David Colombo, 19-letni specjalista ds. cyberbezpieczeństwa z Niemiec, przejął kontrolę nad ponad 25 samochodami marki Tesla z 13 krajów, bez wiedzy ich właścicieli. Lukę na szczęście wykryła osoba, która na co dzień zajmuje się kwestiami bezpieczeństwa, a nie cyberprzestępca. Eksperci Check Point Software wskazują, że wydarzenie to może być punktem zwrotnym dla bezpieczeństwa cybernetycznego samochodów.
Jak się okazuje stojący za przejęciem samochodów David Colombo był w stanie podać dokładną lokalizację każdego samochodu, wyłączyć wszelkie zabezpieczenia, otworzyć okna i drzwi. Ekspert podkreślił jednak, że nie był w stanie kierować zhakowanymi samochodami Tesli. Zaznacza jednak, że bez problemu mógłby je ukraść, gdyby znajdował się w ich pobliżu.
– Fakt, że młody niemiecki haker, był w stanie włamać się do wielu samochodów Tesli, wywołuje szok w przemyśle motoryzacyjnym i budzi obawy o to, czy niezidentyfikowana osoba może dziś przejąć stery naszego pojazdu np. przy prędkości powyżej 100 km/h! I choć zagłębiając się w szczegóły, nie było to realne zagrożenie, to przypadek ten jest wart szczególnej uwagi. – mówi Lotem Finkelsteen, Szef działu wywiadu i badań nad zagrożeniami w Check Point Software Technologies.
Niemiecki ekspert potwierdził, że właściciele pojazdów nie mają pojęcia o tym, że ktoś przejął kontrolę nad ich samochodami. Nastolatek nie zdradził w jaki sposób udało mu się tego dokonać, podkreśla jednak, że nie jest to wina producenta, lecz właścicieli samochodów Tesla. Oprogramowanie aut jest w pełni sprawnie, jednak właściciele popełniają błędy, przez które dostęp do samochodów jest możliwy.

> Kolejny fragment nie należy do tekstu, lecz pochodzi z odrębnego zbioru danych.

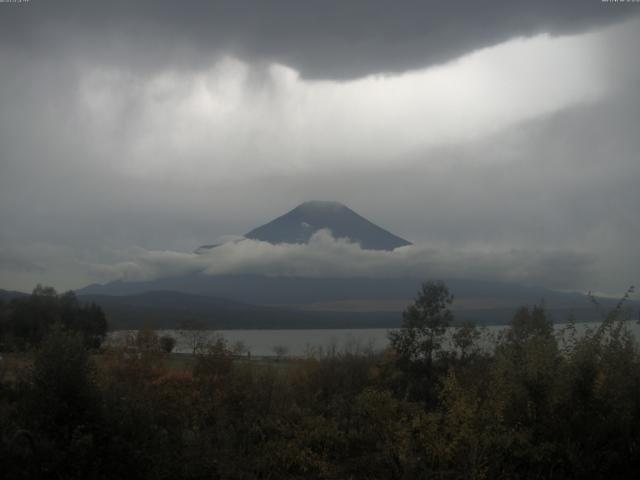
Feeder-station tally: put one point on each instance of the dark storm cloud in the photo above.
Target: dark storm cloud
(327, 39)
(133, 125)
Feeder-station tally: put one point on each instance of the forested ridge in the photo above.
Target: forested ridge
(536, 405)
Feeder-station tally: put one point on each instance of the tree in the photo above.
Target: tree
(424, 324)
(194, 336)
(167, 343)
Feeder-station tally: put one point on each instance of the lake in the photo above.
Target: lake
(301, 342)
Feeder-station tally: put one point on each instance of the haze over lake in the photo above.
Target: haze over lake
(302, 342)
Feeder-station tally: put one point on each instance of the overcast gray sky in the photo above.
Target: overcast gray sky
(501, 137)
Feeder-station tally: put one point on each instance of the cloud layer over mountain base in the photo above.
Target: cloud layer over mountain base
(325, 256)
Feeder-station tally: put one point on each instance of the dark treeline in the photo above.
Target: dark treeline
(26, 320)
(536, 406)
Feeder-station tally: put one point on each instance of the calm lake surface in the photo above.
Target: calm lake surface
(305, 342)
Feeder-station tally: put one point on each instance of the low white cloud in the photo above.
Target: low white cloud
(325, 256)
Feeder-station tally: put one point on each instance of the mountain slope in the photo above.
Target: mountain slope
(298, 225)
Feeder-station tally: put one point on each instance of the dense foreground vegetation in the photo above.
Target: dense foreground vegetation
(536, 406)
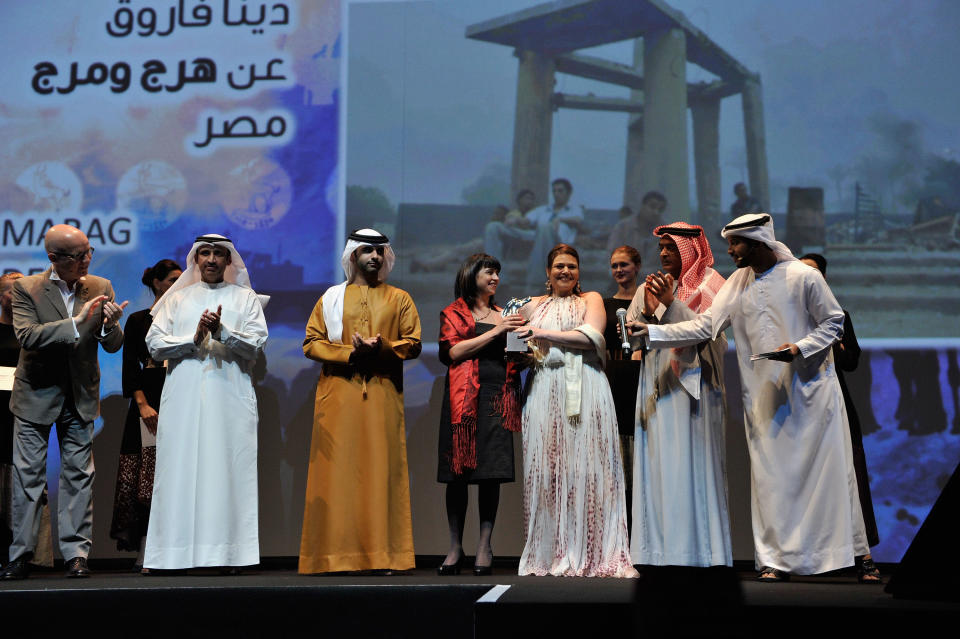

– Colombo twierdzi, że nie jest to strukturalna luka w Tesli, a właściciele samochodów powinni być w stanie zablokować jego dostęp. Zakwestionowałbym ten wniosek. Czy naprawdę powinniśmy oczekiwać od użytkowników, że będą znali konfigurację oprogramowania tak złożonego i wysoce zaawansowanego technicznie produktu, jakim jest nowoczesny samochód? Z pewnością samochody powinny być odpowiednio zabezpieczone już od momentu zakupu. Kierowca jednocześnie nie powinien mieć możliwości zezwolenia na zdalny dostęp do swojego pojazdu ani przez określone działanie, ani przez jego brak – wskazuje ekspert firmy Check Point Software Technologies.
Lotem Finkelsteen zwraca uwagę, iż przyjęcie założenia, że włamanie było spowodowane winą właścicieli, powoduje, że w przyszłości będziemy musieli brać na siebie dużą część odpowiedzialności za zabezpieczenie naszych pojazdów. – Użytkownicy oczekują, że producenci zapewnią im w pełni bezpieczny pojazd, lecz doświadczenie z cyberprzestrzeni podpowiada, że nie jest to coś, co można zagwarantować w 100%. To powoduje, że będziemy musieli przyjąć bardziej praktyczne podejście, by zapewnić ochronę przed cyberatakami naszym samochodom – dodaje Finkelsteen.